The IMF decision has no-doubt helped RW to a large extent. There are headwinds that require serious attention. The IMF has laid down yardsticks to measure implementation of the action plan committed to it by the Sri Lankan government. The IMF chief of Mission for Sri Lanka Masahiro Nozaki has listed six areas such as fiscal governance, financial sector oversight, Central Bank governance, market regulations, rule of law and anti-money laundering and combatting terrorism financing. A report is expected to be published by September 2023.
The first Instalment worth USD 320 million has been released and Sri Lanka will have access to USD 7 billion funding in 2023-2024 to meet its several commitments. All this has come at a cost. It is pertinent to note that the IMF has underlined the importance of tackling corruption and commencement of governance reforms as a central pillar of its programme.
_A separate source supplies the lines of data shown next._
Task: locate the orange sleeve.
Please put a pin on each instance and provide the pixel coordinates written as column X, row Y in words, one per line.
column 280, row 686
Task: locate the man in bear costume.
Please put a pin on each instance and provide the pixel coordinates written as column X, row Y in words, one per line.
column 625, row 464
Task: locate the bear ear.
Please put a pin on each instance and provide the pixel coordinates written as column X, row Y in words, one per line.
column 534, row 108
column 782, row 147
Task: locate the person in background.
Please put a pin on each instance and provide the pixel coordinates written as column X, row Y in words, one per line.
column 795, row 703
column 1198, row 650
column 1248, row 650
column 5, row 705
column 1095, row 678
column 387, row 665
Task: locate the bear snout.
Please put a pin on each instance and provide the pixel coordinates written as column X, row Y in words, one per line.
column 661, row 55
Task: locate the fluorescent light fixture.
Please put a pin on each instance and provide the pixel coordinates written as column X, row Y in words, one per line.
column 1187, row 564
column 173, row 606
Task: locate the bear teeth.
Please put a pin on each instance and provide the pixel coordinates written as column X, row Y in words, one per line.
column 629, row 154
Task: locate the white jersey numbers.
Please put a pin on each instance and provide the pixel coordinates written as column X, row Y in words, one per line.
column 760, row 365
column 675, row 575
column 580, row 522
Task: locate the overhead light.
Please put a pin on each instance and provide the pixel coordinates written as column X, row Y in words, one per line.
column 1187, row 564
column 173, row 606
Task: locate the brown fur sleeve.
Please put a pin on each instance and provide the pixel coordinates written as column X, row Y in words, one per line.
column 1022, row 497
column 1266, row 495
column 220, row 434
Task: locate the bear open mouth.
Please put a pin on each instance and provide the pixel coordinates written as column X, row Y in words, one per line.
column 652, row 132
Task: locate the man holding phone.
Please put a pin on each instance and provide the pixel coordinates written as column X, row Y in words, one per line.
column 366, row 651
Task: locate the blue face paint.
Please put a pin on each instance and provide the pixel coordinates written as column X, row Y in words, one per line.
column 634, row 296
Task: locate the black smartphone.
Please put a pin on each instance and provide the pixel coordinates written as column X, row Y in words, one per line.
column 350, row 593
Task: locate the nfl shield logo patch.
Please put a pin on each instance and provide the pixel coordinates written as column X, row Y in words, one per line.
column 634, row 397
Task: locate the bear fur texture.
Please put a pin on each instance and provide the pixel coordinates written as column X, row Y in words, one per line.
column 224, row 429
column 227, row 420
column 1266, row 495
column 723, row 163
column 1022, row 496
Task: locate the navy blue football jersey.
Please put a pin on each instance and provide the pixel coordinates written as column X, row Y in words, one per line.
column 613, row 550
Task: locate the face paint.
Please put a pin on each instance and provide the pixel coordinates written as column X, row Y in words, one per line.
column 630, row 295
Further, it commended Sri Lanka “for already implementing challenging policy actions” and that “it is essential to continue the reform momentum under strong ownership by the authorities and the Sri Lankan people more broadly”. In return RW has committed Sri Lanka to full transparency in our efforts to achieve sustainable levels of debt and reforms agenda.
Sri Lanka will be the first Asian country where such detailed examination will be carried out. The Sri Lankan government has begun a series of exercises to give effect to commitments made to the IMF. Likewise, the United Nations Human Rights Commission (UNHRC) has too created a groundswell for governance reforms in Sri Lanka.
Politically speaking the value of India-Sri Lanka bilateral relations has been of a very high quality. EAM Jaishankar’s articulation of “blood is thicker than water” at the recently concluded Raisina Dialogue has left no-doubt about thepositive state of relationship. President Ranil Wickremesinghe (RW’s) and Foreign Ministry Ali Sabry are on record both in Parliament and outside giving India full marks for its support to SL at its worst moment. However, the fact that RW has not visited India even after 9 months of assuming Presidency has left many questions unanswered not only in Sri Lanka and India but also in other countries especially the USA. It has not gone unnoticed. The delay is unprecedented in recent bilateral history.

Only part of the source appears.